Reputation: 3635
I need to save DataFrame in CSV or parquet format (as a single file) and then open it again. The amount of data will not exceed 60Mb, so a single file is reasonable solution. This simple task provides me a lot of headache... This is what I tried:
To read the file if it exists:
df = sqlContext
.read.parquet("s3n://bucket/myTest.parquet")
.toDF("key", "value", "date", "qty")
To write the file:
df.write.parquet("s3n://bucket/myTest.parquet")
This does not work because:
1) write
creates the folder myTest.parquet
with hadoopish files that later I cannot read with .read.parquet("s3n://bucket/myTest.parquet")
. In fact I don't care about multiple hadoopish files, unless I can later read them easily into DataFrame. Is it possible?
2) I am always working with the same file myTest.parquet
that I am updating and overwriting in S3. It tells me that the file cannot be saved because it already exists.

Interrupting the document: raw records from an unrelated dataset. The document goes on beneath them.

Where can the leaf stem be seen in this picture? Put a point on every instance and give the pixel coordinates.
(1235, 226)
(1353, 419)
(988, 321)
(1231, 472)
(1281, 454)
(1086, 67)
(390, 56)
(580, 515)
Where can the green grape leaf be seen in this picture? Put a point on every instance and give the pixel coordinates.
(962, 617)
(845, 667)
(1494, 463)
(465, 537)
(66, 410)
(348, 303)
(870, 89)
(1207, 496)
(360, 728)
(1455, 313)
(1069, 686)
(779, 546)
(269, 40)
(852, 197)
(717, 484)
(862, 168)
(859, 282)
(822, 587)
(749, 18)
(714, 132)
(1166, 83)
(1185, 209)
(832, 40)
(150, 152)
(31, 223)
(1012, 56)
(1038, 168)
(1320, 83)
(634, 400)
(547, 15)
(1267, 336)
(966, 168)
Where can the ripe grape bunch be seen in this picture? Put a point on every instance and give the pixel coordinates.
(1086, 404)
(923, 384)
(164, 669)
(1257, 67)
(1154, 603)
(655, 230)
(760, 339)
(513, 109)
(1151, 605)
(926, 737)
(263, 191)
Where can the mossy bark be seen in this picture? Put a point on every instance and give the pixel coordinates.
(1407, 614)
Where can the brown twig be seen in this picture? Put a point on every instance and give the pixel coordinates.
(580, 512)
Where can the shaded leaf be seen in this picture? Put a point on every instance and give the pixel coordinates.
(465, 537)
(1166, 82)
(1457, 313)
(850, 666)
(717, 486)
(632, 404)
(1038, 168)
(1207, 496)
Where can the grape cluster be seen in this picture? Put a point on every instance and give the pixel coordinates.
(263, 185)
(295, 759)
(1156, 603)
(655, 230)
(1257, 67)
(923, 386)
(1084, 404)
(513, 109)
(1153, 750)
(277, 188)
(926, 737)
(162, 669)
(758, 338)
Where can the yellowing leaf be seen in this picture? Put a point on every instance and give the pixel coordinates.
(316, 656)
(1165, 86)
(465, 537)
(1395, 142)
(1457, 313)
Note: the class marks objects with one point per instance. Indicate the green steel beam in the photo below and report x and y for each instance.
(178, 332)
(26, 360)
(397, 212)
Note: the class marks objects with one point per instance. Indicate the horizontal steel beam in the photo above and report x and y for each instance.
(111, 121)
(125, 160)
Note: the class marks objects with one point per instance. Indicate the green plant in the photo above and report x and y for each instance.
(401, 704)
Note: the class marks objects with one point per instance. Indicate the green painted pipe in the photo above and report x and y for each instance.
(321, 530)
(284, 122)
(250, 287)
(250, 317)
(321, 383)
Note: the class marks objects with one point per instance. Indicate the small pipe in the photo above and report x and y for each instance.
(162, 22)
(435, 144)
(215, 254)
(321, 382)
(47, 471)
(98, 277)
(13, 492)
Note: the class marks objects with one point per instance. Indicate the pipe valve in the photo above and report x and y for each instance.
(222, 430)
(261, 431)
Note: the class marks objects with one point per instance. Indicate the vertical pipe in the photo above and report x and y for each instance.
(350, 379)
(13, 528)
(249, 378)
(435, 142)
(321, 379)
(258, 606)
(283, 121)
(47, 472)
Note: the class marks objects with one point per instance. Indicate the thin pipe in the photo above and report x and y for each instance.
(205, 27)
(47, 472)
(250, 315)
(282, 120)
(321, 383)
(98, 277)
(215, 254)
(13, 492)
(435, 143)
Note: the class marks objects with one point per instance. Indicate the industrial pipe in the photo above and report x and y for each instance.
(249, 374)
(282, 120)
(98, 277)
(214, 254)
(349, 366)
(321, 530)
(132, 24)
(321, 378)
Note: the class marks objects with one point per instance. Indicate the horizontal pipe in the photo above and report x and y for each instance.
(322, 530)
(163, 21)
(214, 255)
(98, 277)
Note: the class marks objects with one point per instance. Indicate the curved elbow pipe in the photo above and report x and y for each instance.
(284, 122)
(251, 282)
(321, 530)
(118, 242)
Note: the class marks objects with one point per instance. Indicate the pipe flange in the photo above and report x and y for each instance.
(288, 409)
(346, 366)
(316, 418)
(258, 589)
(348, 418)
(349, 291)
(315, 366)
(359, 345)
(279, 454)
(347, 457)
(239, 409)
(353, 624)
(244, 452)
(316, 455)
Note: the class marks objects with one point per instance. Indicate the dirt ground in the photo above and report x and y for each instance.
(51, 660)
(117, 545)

So, can someone indicate me a right way to do the read/write loop? The file format doesn't matter for me (csv,parquet,csv,hadoopish files) unleass I can make the read and write loop.
Upvotes: 1
Views: 5075
Reputation: 711
You can save your DataFrame with saveAsTable("TableName")
and read it with table("TableName")
. And the location can be set by spark.sql.warehouse.dir
. And you can overwrite a file with mode(SaveMode.Ignore)
. You can read here more from the official documentation.
In Java it would look like this:
SparkSession spark = ...
spark.conf().set("spark.sql.warehouse.dir", "hdfs://localhost:9000/tables");
Dataset<Row> data = ...
data.write().mode(SaveMode.Overwrite).saveAsTable("TableName");
Now you can read from the Data with:
spark.read().table("TableName");
Upvotes: 1